Igor packed some of his things himself: documents, a charger, several shirts, a razor. Without loud accusations, he was worse at it than with them, but Natalia did not help him either with words or with movements. At the door, he stopped.
“All because of money, right?”
“No, Igor. Because you decided to replace my consent with your promise.”
He left, and this time he closed the door quietly.

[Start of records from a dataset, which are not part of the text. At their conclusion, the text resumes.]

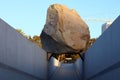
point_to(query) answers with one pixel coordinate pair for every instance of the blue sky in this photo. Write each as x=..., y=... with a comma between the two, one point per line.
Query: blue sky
x=30, y=15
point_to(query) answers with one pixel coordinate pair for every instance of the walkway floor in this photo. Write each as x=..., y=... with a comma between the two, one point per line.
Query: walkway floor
x=65, y=72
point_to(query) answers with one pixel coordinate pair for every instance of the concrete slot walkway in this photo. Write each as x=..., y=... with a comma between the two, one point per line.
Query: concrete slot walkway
x=66, y=72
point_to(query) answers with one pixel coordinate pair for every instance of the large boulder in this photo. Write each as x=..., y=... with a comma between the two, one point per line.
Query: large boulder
x=64, y=31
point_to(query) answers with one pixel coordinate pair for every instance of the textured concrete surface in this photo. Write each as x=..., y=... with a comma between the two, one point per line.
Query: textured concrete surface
x=79, y=68
x=65, y=72
x=102, y=60
x=19, y=53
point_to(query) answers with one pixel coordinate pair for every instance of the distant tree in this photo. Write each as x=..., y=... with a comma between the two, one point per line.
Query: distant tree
x=22, y=33
x=35, y=39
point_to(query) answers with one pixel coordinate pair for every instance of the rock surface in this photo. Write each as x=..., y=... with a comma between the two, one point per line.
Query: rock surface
x=64, y=31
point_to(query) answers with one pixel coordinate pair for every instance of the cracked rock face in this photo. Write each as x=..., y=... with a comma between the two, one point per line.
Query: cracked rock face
x=64, y=31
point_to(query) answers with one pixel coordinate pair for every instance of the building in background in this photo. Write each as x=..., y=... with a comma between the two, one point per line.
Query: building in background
x=106, y=25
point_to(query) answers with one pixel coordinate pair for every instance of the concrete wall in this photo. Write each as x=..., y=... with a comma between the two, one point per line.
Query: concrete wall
x=79, y=68
x=19, y=53
x=102, y=60
x=54, y=65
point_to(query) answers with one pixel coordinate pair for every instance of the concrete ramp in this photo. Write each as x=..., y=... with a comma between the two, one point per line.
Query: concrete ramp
x=102, y=60
x=20, y=55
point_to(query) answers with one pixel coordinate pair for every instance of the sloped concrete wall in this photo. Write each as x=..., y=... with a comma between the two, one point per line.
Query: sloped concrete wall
x=102, y=60
x=19, y=53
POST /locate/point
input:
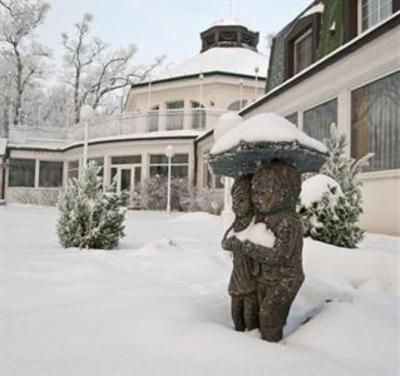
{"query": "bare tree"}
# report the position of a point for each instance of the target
(94, 70)
(19, 50)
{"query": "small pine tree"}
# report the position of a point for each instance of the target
(90, 217)
(337, 224)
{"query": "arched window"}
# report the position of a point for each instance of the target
(198, 115)
(237, 106)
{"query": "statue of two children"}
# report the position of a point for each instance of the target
(265, 280)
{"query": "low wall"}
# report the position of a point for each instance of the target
(36, 196)
(381, 202)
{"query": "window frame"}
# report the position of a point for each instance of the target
(306, 34)
(301, 25)
(35, 167)
(378, 172)
(360, 29)
(61, 184)
(318, 104)
(165, 164)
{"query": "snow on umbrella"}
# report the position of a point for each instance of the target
(261, 139)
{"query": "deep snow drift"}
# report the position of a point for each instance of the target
(159, 305)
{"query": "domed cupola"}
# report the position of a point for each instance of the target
(229, 32)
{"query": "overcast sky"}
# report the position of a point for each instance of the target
(158, 27)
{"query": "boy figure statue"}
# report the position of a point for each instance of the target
(274, 192)
(242, 285)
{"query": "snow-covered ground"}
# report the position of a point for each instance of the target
(159, 306)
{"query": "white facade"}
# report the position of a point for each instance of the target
(174, 108)
(371, 62)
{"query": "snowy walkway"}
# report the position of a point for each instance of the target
(158, 306)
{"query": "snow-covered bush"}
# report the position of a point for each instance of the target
(331, 202)
(90, 217)
(327, 213)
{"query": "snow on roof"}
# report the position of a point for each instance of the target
(234, 60)
(319, 62)
(187, 133)
(266, 127)
(318, 8)
(230, 21)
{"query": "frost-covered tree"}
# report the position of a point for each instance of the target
(90, 217)
(22, 57)
(95, 71)
(331, 211)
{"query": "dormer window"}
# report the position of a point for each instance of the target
(371, 12)
(301, 44)
(302, 51)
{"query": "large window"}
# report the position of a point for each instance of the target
(22, 173)
(317, 121)
(175, 115)
(302, 51)
(374, 11)
(209, 179)
(375, 122)
(50, 174)
(127, 159)
(73, 170)
(152, 119)
(198, 116)
(100, 164)
(179, 165)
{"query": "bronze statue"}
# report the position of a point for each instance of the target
(272, 198)
(242, 285)
(274, 192)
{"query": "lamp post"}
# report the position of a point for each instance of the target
(87, 114)
(169, 152)
(241, 93)
(149, 96)
(256, 70)
(201, 78)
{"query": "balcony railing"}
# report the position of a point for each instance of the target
(115, 125)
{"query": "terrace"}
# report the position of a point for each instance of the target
(198, 119)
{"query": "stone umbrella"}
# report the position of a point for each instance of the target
(266, 155)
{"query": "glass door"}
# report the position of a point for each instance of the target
(127, 179)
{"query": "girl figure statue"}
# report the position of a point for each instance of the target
(274, 192)
(242, 285)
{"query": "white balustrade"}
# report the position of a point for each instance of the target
(117, 125)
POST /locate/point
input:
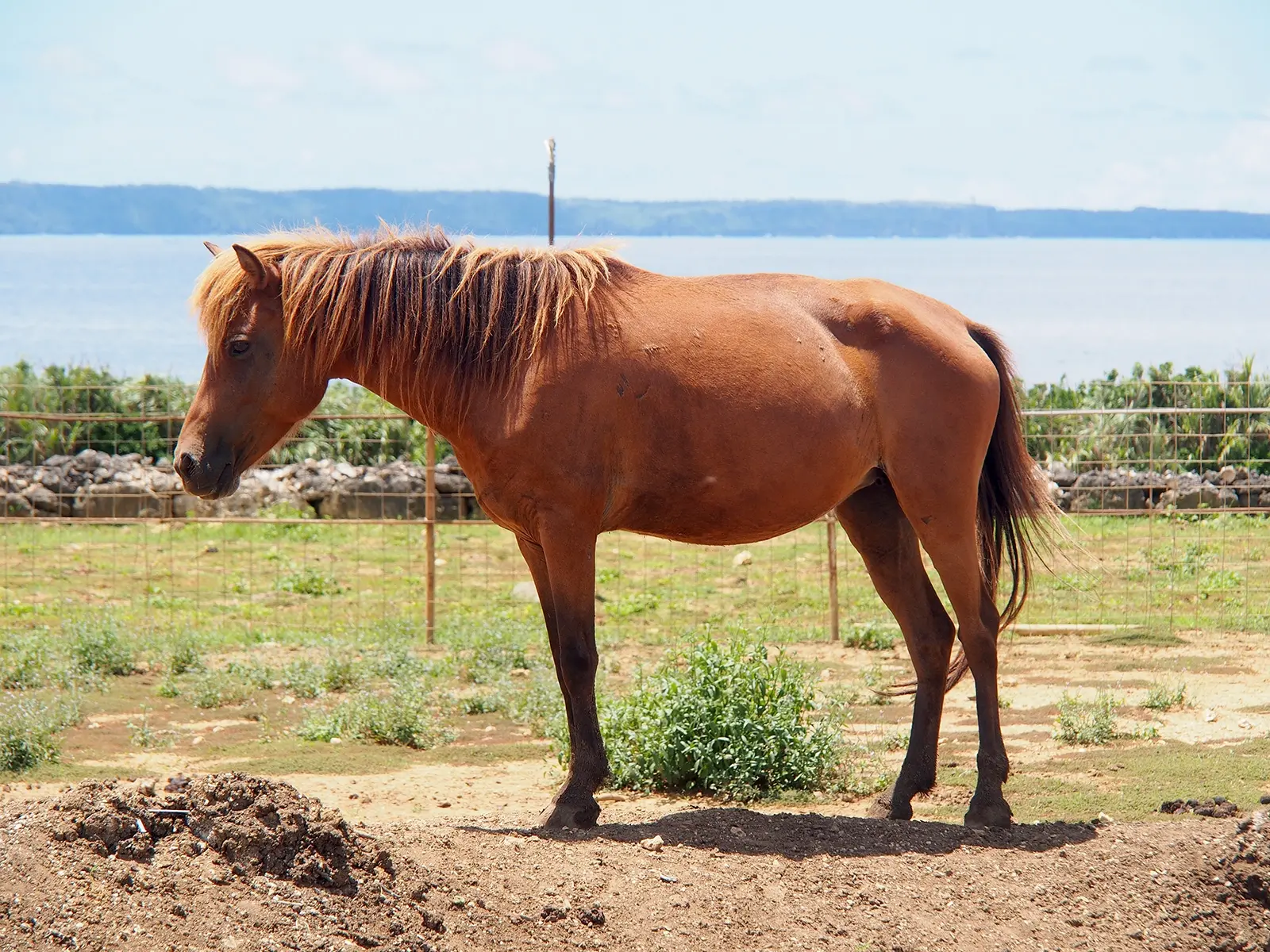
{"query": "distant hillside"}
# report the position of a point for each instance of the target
(175, 209)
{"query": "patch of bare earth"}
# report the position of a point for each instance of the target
(237, 862)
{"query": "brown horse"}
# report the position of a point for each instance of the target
(584, 395)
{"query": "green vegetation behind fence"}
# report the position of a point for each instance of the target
(1155, 423)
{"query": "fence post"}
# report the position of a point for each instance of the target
(429, 535)
(831, 532)
(550, 145)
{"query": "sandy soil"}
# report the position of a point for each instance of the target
(243, 863)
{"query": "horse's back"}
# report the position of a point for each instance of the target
(736, 408)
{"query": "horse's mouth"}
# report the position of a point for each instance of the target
(226, 484)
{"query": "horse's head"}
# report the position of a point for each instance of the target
(253, 390)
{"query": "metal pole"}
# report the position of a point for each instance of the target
(550, 145)
(429, 535)
(831, 532)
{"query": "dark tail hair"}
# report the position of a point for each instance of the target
(1018, 517)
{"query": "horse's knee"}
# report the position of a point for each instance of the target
(579, 663)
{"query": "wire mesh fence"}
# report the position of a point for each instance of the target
(1166, 486)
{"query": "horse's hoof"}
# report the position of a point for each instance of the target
(992, 816)
(886, 808)
(573, 814)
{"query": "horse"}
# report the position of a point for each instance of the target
(584, 395)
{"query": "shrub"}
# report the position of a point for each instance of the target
(492, 657)
(217, 689)
(870, 636)
(98, 649)
(537, 704)
(1086, 723)
(302, 679)
(721, 720)
(406, 716)
(29, 731)
(309, 582)
(635, 603)
(183, 657)
(145, 735)
(1165, 697)
(25, 662)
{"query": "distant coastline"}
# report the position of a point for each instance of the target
(29, 209)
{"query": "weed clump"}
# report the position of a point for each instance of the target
(406, 716)
(1165, 697)
(217, 689)
(869, 636)
(183, 657)
(309, 582)
(29, 731)
(722, 720)
(25, 662)
(1086, 723)
(97, 647)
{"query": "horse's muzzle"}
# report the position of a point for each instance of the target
(206, 478)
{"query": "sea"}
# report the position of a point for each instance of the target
(1068, 309)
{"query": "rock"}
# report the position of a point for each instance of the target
(18, 505)
(121, 501)
(44, 501)
(1202, 497)
(653, 844)
(525, 592)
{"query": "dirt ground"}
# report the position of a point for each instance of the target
(233, 862)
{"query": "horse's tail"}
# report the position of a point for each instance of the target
(1016, 516)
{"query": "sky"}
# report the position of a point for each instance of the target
(1109, 105)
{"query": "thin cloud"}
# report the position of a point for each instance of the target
(518, 56)
(381, 73)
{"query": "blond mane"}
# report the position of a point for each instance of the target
(395, 301)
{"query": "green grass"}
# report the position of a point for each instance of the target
(870, 636)
(406, 716)
(1162, 696)
(29, 730)
(1086, 723)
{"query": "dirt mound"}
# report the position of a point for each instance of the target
(257, 825)
(234, 862)
(1216, 806)
(216, 862)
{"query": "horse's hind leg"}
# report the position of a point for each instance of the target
(886, 539)
(949, 535)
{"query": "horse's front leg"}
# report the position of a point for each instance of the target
(564, 571)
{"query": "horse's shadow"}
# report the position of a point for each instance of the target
(803, 835)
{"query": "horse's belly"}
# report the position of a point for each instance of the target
(776, 486)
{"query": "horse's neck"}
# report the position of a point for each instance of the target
(425, 397)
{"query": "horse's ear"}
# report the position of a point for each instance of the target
(260, 273)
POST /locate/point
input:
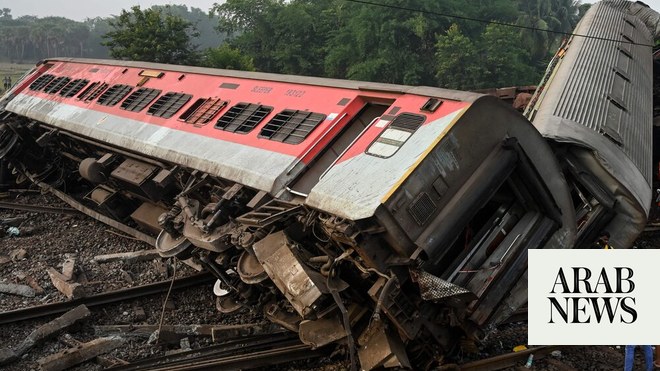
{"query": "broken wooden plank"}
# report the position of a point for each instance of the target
(69, 266)
(44, 332)
(31, 281)
(104, 361)
(79, 354)
(128, 256)
(16, 289)
(71, 290)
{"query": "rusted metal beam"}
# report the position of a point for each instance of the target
(98, 216)
(104, 298)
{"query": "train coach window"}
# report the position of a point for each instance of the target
(57, 84)
(168, 104)
(395, 135)
(139, 99)
(202, 111)
(291, 126)
(41, 82)
(72, 88)
(114, 94)
(243, 117)
(91, 92)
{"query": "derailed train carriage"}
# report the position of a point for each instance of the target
(393, 219)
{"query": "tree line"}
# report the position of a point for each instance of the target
(460, 44)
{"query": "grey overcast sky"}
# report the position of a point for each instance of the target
(80, 9)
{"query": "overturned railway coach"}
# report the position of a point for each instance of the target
(393, 219)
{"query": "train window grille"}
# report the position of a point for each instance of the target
(202, 111)
(168, 104)
(395, 135)
(73, 87)
(114, 94)
(243, 117)
(291, 126)
(41, 82)
(139, 99)
(57, 84)
(93, 91)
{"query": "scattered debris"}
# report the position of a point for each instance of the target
(17, 254)
(104, 361)
(70, 290)
(16, 289)
(139, 314)
(81, 353)
(31, 281)
(185, 344)
(126, 276)
(12, 232)
(60, 323)
(128, 256)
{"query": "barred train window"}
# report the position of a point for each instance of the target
(92, 91)
(139, 99)
(113, 95)
(243, 117)
(41, 82)
(202, 111)
(73, 87)
(57, 84)
(395, 135)
(168, 104)
(291, 126)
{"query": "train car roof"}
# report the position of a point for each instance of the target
(294, 79)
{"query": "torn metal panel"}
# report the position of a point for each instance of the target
(383, 349)
(434, 288)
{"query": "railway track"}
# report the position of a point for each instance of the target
(104, 298)
(509, 360)
(37, 209)
(239, 353)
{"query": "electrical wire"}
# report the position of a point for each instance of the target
(397, 7)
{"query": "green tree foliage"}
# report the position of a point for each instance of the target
(151, 35)
(458, 63)
(227, 57)
(505, 63)
(332, 38)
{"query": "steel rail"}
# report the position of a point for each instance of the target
(508, 360)
(256, 359)
(230, 347)
(104, 298)
(36, 208)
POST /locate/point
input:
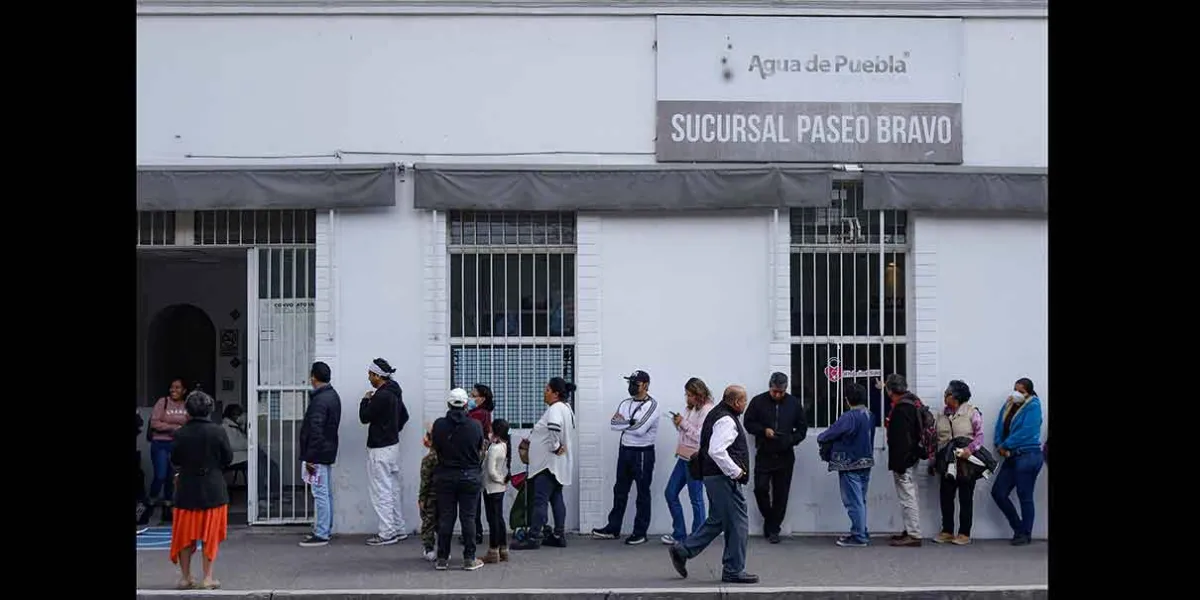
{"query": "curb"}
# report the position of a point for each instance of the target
(723, 592)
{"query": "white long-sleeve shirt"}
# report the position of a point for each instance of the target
(496, 468)
(645, 417)
(725, 431)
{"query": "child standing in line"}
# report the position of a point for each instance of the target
(427, 499)
(497, 468)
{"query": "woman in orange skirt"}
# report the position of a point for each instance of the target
(202, 501)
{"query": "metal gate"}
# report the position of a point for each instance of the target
(849, 309)
(282, 288)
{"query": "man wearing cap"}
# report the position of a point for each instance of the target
(777, 421)
(637, 420)
(723, 460)
(459, 442)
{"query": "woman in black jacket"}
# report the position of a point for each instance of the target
(201, 453)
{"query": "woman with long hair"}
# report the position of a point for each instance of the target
(700, 402)
(202, 501)
(169, 414)
(551, 465)
(479, 407)
(497, 472)
(1019, 441)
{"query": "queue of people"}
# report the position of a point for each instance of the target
(468, 466)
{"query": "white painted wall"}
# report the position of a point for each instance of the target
(683, 297)
(982, 293)
(577, 90)
(378, 312)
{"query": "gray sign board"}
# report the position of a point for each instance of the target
(838, 132)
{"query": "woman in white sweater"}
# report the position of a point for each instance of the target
(497, 467)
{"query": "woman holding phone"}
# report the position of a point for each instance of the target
(700, 402)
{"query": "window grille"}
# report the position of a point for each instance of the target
(511, 306)
(255, 227)
(849, 304)
(156, 228)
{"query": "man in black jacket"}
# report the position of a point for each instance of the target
(384, 414)
(318, 449)
(723, 462)
(904, 453)
(777, 420)
(457, 479)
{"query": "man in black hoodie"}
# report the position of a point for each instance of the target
(777, 421)
(459, 442)
(904, 451)
(384, 414)
(318, 449)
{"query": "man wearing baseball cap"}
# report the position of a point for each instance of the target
(457, 479)
(637, 420)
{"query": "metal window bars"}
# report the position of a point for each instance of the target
(847, 301)
(227, 228)
(511, 305)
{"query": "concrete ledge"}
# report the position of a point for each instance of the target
(723, 592)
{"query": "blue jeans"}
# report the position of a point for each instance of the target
(547, 495)
(1019, 471)
(727, 514)
(634, 465)
(853, 496)
(323, 503)
(681, 478)
(160, 457)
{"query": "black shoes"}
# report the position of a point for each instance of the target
(604, 534)
(678, 561)
(742, 577)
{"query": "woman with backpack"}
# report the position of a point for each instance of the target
(169, 414)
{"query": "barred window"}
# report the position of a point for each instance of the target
(511, 306)
(847, 305)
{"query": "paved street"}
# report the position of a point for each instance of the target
(270, 559)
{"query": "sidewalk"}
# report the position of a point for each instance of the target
(269, 563)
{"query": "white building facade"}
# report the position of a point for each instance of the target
(502, 193)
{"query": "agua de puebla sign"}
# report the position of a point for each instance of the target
(809, 90)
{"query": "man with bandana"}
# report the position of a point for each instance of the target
(383, 412)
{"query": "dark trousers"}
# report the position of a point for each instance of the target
(497, 533)
(634, 465)
(547, 495)
(772, 484)
(726, 514)
(1018, 472)
(457, 498)
(965, 491)
(160, 457)
(142, 478)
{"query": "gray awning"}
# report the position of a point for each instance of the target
(634, 187)
(267, 187)
(957, 189)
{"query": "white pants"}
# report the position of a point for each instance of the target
(906, 490)
(384, 478)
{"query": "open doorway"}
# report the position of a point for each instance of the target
(192, 324)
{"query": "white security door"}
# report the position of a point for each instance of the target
(849, 303)
(281, 285)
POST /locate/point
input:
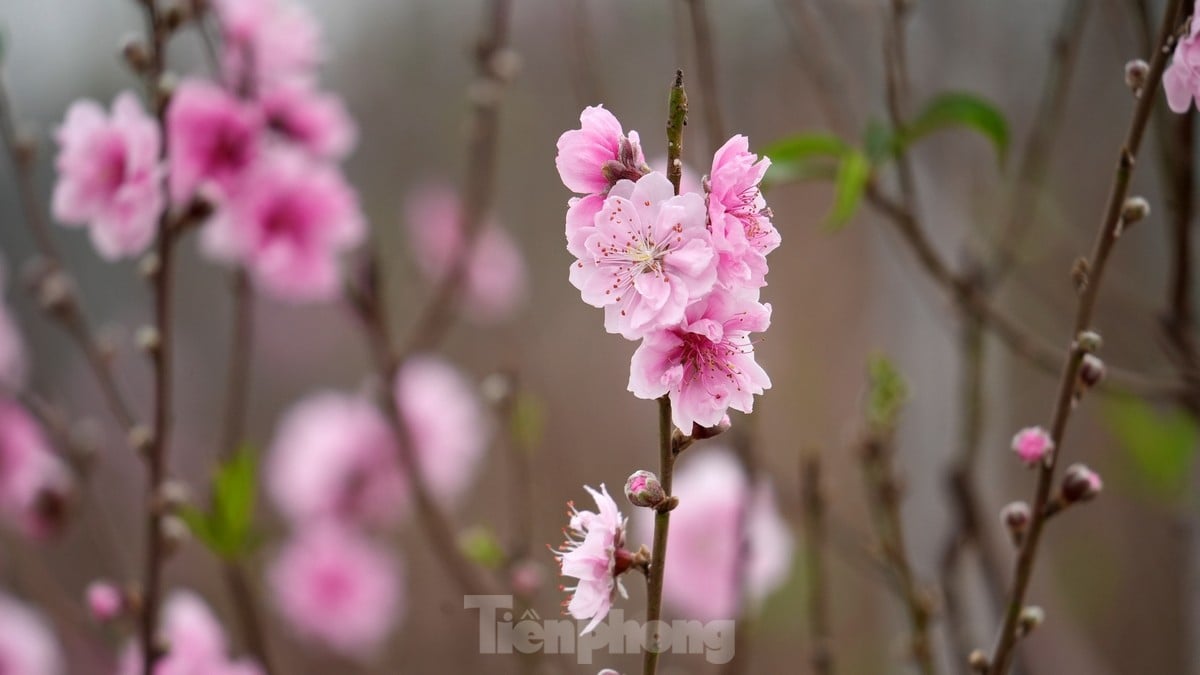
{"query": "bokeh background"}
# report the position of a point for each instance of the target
(1120, 579)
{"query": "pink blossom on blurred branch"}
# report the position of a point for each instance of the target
(109, 175)
(334, 585)
(496, 282)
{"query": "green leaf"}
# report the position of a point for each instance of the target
(479, 544)
(804, 156)
(853, 174)
(1162, 444)
(887, 393)
(227, 529)
(959, 109)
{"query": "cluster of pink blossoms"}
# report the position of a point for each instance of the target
(261, 148)
(681, 273)
(334, 471)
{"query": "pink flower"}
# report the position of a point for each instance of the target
(197, 644)
(336, 587)
(334, 458)
(27, 644)
(729, 548)
(35, 484)
(213, 138)
(648, 257)
(496, 272)
(268, 41)
(741, 221)
(1182, 77)
(591, 555)
(105, 601)
(592, 159)
(445, 422)
(1032, 444)
(109, 177)
(706, 363)
(287, 222)
(315, 120)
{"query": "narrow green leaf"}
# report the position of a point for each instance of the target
(959, 109)
(480, 545)
(853, 174)
(1162, 444)
(887, 393)
(804, 156)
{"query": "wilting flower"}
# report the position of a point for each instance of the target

The apartment did not immediately become joyful after he was gone. Natalia removed a sheet from Vera’s folder from the table, the one where the “source of funds” column contained the word “family.” She stared at that line for several seconds, then tore up the sheet and threw it away. Not for a beautiful gesture. Simply because someone else’s calculation no longer had anything to do with her kitchen.
In the morning, Vera sent a message: “The landlord agreed to transfer the advance to a smaller room. I’ll look for the rest myself. I’ll deal with Igor separately.” Natalia read it and replied briefly: “Good. Handle it without my phone and without my transfers.”
Closer to lunchtime, Zinaida Leonidovna called. She spoke in an unusually even voice, without pressure.
“Natalia, I was wrong yesterday. We should not have come to you as a group.”
“No, you shouldn’t have.”
“Igor is stubborn, but he isn’t bad.”
“That is no longer an explanation.”
Her mother-in-law was silent for a moment.
“I understand.”
After the call, Natalia opened her list of plans. The kitchen loan, the emergency reserve, the course. Everything remained exactly where she had decided from the beginning. The bonus had not gone into someone else’s salon, the card lay in her wallet, and the phone was no longer left on the table beside Igor.
That evening, she came home from work, put her bag in the room, and for the first time in several days calmly opened her laptop not for reports, but for the course she had been postponing for so long. There was no Vera’s folder in the kitchen, no mother-in-law’s cup, and no Igor’s demands. Only her table, her phone, and money that no one else could dispose of through someone else’s promises anymore.